|Kessler Peak in the Wasatch: 10,400 feet|
But this story line contains another didactic: Men climbing Everest in the last century did not rely on West and his calculations to predict the survivability of an Everest ascent. They were empiricists, practicing in a bottom up (literally), trial and error, feedback and refinement style. It mattered little to them what the theorists had to say or predict about how low their oxygen would be up there on the summit, or whether they could tolerate it - they were determined to push the limits and see for themselves. The theorists could figure it out later after the empiricists proved the concept.

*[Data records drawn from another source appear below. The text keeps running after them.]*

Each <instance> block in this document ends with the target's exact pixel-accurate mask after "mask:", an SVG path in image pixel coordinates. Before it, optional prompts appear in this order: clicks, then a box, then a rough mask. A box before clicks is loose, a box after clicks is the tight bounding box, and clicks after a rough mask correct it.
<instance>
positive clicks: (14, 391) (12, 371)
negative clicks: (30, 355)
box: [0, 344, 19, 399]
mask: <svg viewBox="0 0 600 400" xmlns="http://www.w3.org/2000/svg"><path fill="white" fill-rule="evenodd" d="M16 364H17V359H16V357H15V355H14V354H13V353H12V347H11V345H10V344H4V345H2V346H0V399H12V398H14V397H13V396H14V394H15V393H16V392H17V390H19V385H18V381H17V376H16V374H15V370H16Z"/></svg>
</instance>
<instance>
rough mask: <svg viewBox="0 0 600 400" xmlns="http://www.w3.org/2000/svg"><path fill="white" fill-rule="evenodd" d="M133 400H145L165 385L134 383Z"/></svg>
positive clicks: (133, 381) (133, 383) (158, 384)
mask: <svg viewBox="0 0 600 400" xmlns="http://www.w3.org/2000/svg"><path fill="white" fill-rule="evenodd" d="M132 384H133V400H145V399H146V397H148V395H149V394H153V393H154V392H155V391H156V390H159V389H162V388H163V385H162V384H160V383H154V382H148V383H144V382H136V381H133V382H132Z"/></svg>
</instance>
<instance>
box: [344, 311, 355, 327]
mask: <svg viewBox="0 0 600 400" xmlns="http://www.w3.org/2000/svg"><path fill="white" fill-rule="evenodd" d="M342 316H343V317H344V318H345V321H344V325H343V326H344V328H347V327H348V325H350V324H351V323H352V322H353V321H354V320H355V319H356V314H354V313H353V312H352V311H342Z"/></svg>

I worry that in medicine with our increasing homage to "evidence", that we are losing sight of the history, value, and art of empiricism in medical practice. As I have posted before, we never performed trials of mechanical ventilation, or many other therapies. They represent what I have called Category 1 therapies, those with results which are so undeniable as that randomized controlled trials are not necessary or even ethical. (The spoof in BMJ in 2003 about an RCT of parachutes to prevent death from gravitational challenge is a classic parody of overzealous reliance on "evidence".) A pernicious corollary is the continued teaching of the pathophysiological model of disease and its implicit encouragement to take reductionist physiological principles and use them to form naive hypotheses to guide the treatment of disease, often in the face of contradictory empirical observations. Take, for example, the adjustment of flow rates on the ventilator - in my experience, the only way to adjust the flow rate so as to achieve any desired goal (say, less "breath stacking") is to just go and empirically adjust the flow rate up and down and see if it has any effect (most often it does not; when it does, it is in the direction opposite from what you predicted). Naive hypotheses (usually based on observational associations) also drive other misguided, wasteful, and harmful aspects of practice such as f/Vt measurements, transfusions, electrolyte replacement, intraaortic balloon pump use, etc.

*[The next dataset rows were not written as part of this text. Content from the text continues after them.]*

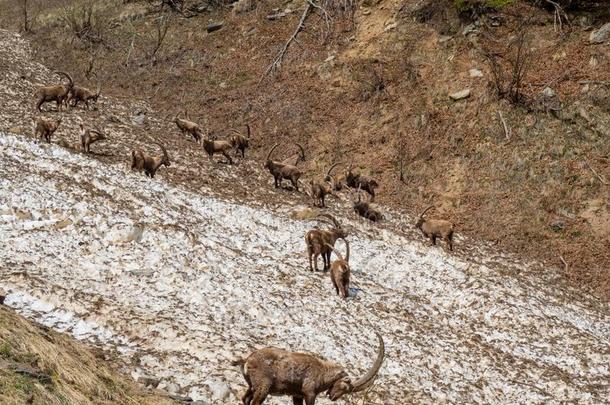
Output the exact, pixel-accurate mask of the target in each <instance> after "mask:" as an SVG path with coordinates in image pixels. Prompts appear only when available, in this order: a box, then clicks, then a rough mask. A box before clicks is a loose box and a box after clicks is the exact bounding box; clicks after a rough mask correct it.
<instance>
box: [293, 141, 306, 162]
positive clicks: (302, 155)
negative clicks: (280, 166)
mask: <svg viewBox="0 0 610 405" xmlns="http://www.w3.org/2000/svg"><path fill="white" fill-rule="evenodd" d="M294 144H295V145H296V146H298V147H299V149H301V160H302V161H303V162H304V161H305V149H303V147H302V146H301V144H300V143H296V142H295V143H294Z"/></svg>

And so we have this unfortunate runaway 16-year-old boy who breached the non-existent security at an airport in California, crawled into the wheel well of a 767, and rode there as a stowaway at altitudes as high as 38,000 feet in temperatures as low as -50 degrees F for 3700 miles to Hawaii where he crawled out and was found stumbling around the tarmac with a body temperature of 79 degrees. The ABC news medical consultant Jim Nancy doesn't believe he could have survived. I would not have predicted it either, but I'm going to wager that the evidence ultimately shows that he did indeed travel this way and survive, because there are few other credible explanations for how he got to Hawaii and was profoundly hypothermic when he was finally discovered. At 38,000 feet, where the atmosphere is utterly bereft of oxygen (and other gasses) his PAO2 (alveolar) was probably on the order of 20mm Hg, his PaO2 (arterial) on the order of 10-15 mmHg, and this was sustained for over 5 hours. It is truly amazing that he survived the ordeal without obvious brain damage, as news reports are indicating.

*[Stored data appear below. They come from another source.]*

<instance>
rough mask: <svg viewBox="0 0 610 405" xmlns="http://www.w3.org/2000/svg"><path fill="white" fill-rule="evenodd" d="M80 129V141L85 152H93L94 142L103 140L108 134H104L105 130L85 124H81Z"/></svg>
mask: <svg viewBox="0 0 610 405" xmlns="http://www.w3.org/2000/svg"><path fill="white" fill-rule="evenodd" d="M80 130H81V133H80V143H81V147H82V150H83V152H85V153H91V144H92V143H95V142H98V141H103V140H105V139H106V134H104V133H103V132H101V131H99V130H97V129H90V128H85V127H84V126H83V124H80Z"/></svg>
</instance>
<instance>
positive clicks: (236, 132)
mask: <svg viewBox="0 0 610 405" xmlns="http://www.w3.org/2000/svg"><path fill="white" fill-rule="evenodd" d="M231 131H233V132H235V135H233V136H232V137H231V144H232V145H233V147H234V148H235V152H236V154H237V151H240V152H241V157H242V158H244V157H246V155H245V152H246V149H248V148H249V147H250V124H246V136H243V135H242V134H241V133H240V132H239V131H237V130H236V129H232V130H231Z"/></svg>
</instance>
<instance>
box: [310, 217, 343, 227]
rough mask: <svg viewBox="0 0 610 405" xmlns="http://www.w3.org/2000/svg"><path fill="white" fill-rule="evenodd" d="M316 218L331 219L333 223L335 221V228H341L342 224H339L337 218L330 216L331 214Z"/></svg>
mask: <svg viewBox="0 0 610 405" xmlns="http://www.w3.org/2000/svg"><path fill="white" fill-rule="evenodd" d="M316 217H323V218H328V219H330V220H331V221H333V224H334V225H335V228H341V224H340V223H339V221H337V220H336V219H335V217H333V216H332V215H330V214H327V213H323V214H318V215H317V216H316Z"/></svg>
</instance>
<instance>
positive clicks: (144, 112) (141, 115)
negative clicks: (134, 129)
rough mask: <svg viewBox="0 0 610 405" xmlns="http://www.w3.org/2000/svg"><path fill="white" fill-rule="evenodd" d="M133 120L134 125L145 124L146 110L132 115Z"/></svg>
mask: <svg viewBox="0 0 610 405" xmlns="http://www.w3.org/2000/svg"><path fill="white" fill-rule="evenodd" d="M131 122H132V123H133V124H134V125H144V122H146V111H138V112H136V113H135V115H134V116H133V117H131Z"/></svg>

Questions to ponder are: would neurophysiological testing reveal subclinical evidence of brain damage? what was the role of hypothermia in his tolerance of extreme hypoxemia? what does this say about the role of acclimatization and age in the tolerance of extreme hypoxemia?
Meanwhile, the pedagogical message is clear: be careful of placing too much trust in your theoretical models, for they are just that - theories and models.